Virendra Pandit
New Delhi: World Bank President Ajay Banga, an alumnus of the Indian Institute of Management-Ahmedabad (IIM-A), during his New Delhi visit for the G-20 Summit, remarked that he was the best example of a ‘Made in India’ product, one who never had a degree from an overseas institution.
His comments came after Prime Minister Narendra Modi, on Friday last, quoted a World Bank report that said “India has achieved financial inclusion targets in just 6 years which would otherwise have taken at least 47 long years.”
Close on the heels of these comments, International Monetary Fund (IMF)’s First Deputy Managing Director Gita Gopinath’s remarks have also brought the spotlight on the booming Indian economy: “India’s current contribution to global GDP is around 15 percent.”
This is in contrast to the US contribution of 25 percent and China’s 19 percent. Clearly, India is racing to emerge as the third-largest world economy.
She praised India’s successful G-20 presidency as a “huge deal” where a Leaders Declaration was adopted unanimously.
“Nobody expected that there would be a Leader’s Declaration. The fact that there was one is a huge deal. It tells you that even though countries can have different opinions about the way the world is headed, they can actually come together and have a declaration that I think is huge,” she added.
She also applauded the work done during India’s presidency on crypto regulation, debt issues, and multilateral development bank financing.
India will become the third-largest economy by 2027-28, based on current projections, she added, according to media reports.
Calling India an “engine of global growth,” Gopinath, however, added that there is a lot more work that needs to be done.
“The more important thing is to maintain a high growth momentum for many more years rather than in just the next four or five years. And that will require structural reforms. India is a large country. So in per capita terms, that will still be a small number even if we’re the third-largest economy. India needs to keep pushing on that front to keep the growth momentum going much more,” she said.
India’s expected growth rate for the current fiscal year (FY24) is over six percent. The two factors driving it are public investment and resilient consumption spending, she noted.
An area that India excels in vis-à-vis other countries is digital infrastructure.
“I think India is really at the forefront in this area. It has already seen the benefits, not just in innovation but also on the fiscal front, in terms of much more efficient spending, the ability to collect revenues, formalizing the economy,” she said, adding other countries are also paying attention to India’s achievements.
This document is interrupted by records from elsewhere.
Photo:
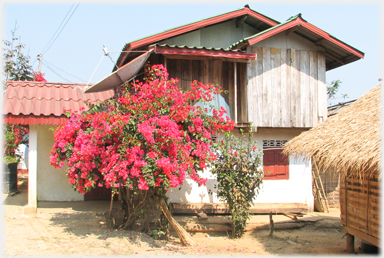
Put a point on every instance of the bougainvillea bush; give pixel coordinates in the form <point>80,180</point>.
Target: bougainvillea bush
<point>239,176</point>
<point>146,139</point>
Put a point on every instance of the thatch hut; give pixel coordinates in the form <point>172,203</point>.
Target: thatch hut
<point>349,143</point>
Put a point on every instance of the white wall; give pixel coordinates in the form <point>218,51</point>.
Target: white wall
<point>52,183</point>
<point>297,189</point>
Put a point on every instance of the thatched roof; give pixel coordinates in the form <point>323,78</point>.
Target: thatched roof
<point>348,141</point>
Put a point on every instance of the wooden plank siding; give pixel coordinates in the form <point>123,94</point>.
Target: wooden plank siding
<point>359,206</point>
<point>217,72</point>
<point>286,87</point>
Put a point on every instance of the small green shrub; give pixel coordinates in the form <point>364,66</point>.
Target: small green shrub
<point>239,176</point>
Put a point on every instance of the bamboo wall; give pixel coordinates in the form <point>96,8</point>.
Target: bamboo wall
<point>287,87</point>
<point>359,205</point>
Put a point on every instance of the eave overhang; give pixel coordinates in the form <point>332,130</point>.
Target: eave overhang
<point>201,52</point>
<point>191,27</point>
<point>34,119</point>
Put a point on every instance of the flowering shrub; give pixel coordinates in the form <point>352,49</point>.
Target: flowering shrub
<point>239,176</point>
<point>149,137</point>
<point>14,135</point>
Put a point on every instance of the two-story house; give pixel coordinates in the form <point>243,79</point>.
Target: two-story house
<point>276,77</point>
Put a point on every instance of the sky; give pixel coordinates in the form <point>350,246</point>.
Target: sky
<point>71,35</point>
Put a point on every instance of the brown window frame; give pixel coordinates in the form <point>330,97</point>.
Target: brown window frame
<point>277,154</point>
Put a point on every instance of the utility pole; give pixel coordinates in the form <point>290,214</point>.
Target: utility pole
<point>40,56</point>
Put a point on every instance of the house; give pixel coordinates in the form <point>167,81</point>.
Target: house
<point>275,74</point>
<point>40,105</point>
<point>349,143</point>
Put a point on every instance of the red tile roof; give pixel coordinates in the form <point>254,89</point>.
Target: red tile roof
<point>30,102</point>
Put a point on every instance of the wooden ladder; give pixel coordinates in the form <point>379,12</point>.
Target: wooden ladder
<point>319,193</point>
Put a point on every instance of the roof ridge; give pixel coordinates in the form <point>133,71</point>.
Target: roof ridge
<point>51,98</point>
<point>24,83</point>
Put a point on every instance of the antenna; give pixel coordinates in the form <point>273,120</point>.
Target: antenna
<point>107,54</point>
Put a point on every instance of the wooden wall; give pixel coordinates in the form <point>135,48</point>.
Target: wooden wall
<point>286,88</point>
<point>360,207</point>
<point>216,71</point>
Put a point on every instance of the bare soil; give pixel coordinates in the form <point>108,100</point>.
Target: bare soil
<point>79,229</point>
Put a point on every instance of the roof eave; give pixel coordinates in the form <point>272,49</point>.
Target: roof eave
<point>190,27</point>
<point>203,52</point>
<point>354,53</point>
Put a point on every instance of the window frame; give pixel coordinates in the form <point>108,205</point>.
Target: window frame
<point>276,177</point>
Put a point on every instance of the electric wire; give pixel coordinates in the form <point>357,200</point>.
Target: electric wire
<point>64,71</point>
<point>61,28</point>
<point>58,28</point>
<point>52,70</point>
<point>95,70</point>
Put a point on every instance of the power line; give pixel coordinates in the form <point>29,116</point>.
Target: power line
<point>52,70</point>
<point>61,28</point>
<point>63,70</point>
<point>58,28</point>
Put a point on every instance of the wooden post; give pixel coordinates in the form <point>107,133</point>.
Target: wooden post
<point>350,243</point>
<point>271,224</point>
<point>235,90</point>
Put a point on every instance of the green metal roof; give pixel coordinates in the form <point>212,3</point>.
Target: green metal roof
<point>196,22</point>
<point>264,31</point>
<point>195,47</point>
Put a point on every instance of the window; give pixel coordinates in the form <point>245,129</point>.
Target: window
<point>276,166</point>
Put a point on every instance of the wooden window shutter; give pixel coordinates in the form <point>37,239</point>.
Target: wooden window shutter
<point>276,166</point>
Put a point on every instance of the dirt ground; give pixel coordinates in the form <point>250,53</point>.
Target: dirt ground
<point>78,228</point>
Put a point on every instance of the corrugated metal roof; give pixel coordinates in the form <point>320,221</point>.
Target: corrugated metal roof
<point>254,19</point>
<point>198,48</point>
<point>30,100</point>
<point>199,21</point>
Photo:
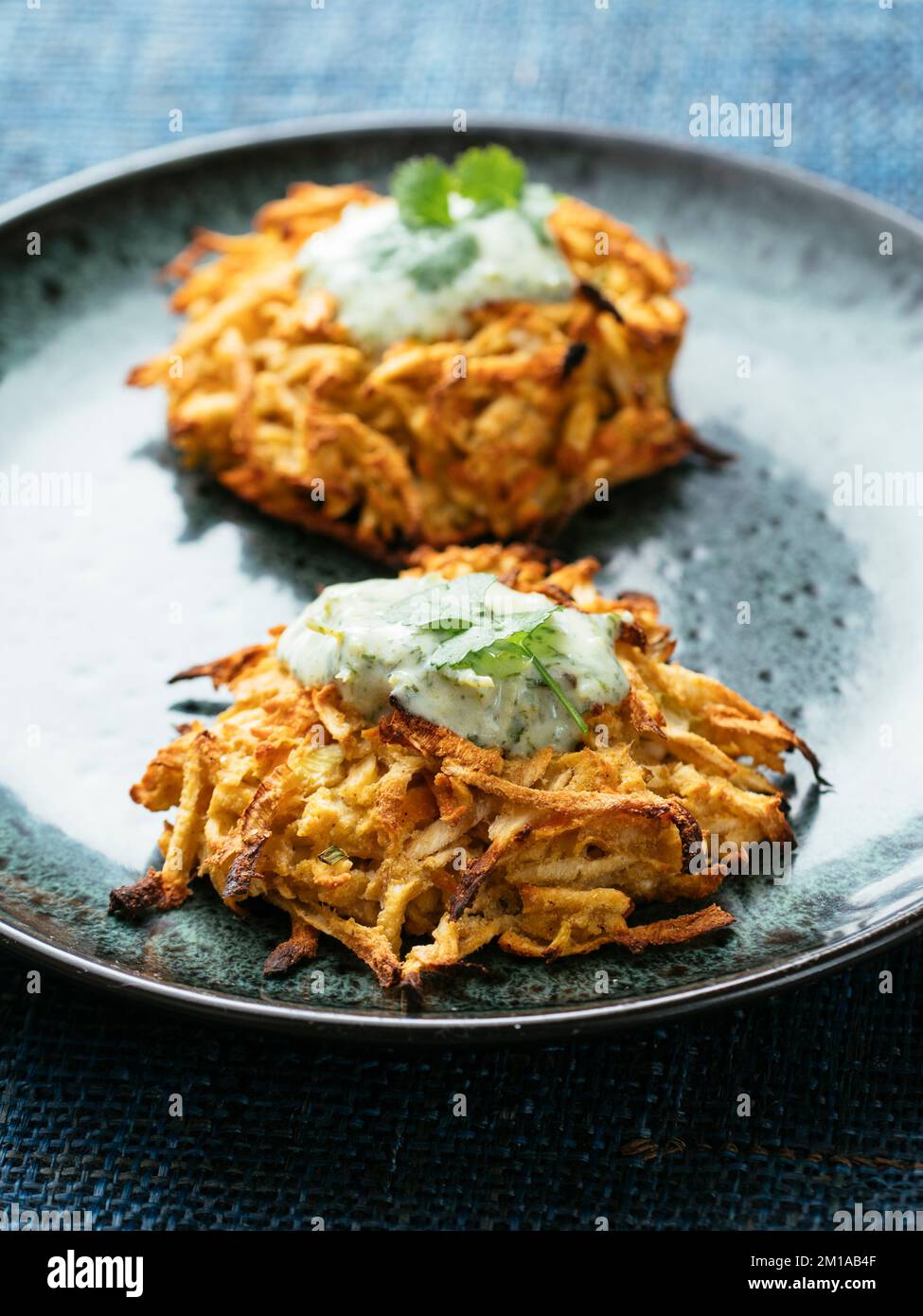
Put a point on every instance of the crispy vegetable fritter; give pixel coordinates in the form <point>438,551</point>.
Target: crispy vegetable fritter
<point>502,434</point>
<point>415,847</point>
Gopinath stressed the need to attract private investment to increase the levels of per capita income and to get to continued high levels of growth. To enable an environment for private investment, it is imperative that the investment in public infrastructure continues.
Only four Indian states–Maharashtra, Karnataka, Gujarat, and Delhi–get a large chunk of foreign direct investment, Gopinath said, adding, “A lot has to be done at the level of other state governments also.”
Other areas that need improvement include increasing the ease of conducting business, education, and female labor force participation.
About China, she said its economy has slowed down but it has the resources to turn things around. “It still can do much more in terms of fiscal and monetary policies, and they are taking actions. But these are the things that can’t necessarily be turned around overnight.
China could still meet the target of 5 percent growth that its government set. “But in the medium term, we have China’s growth projected at around 3.4 percent. It’s not like we’re expecting to see a very deep downturn or a sharp recession, but just slowing growth.”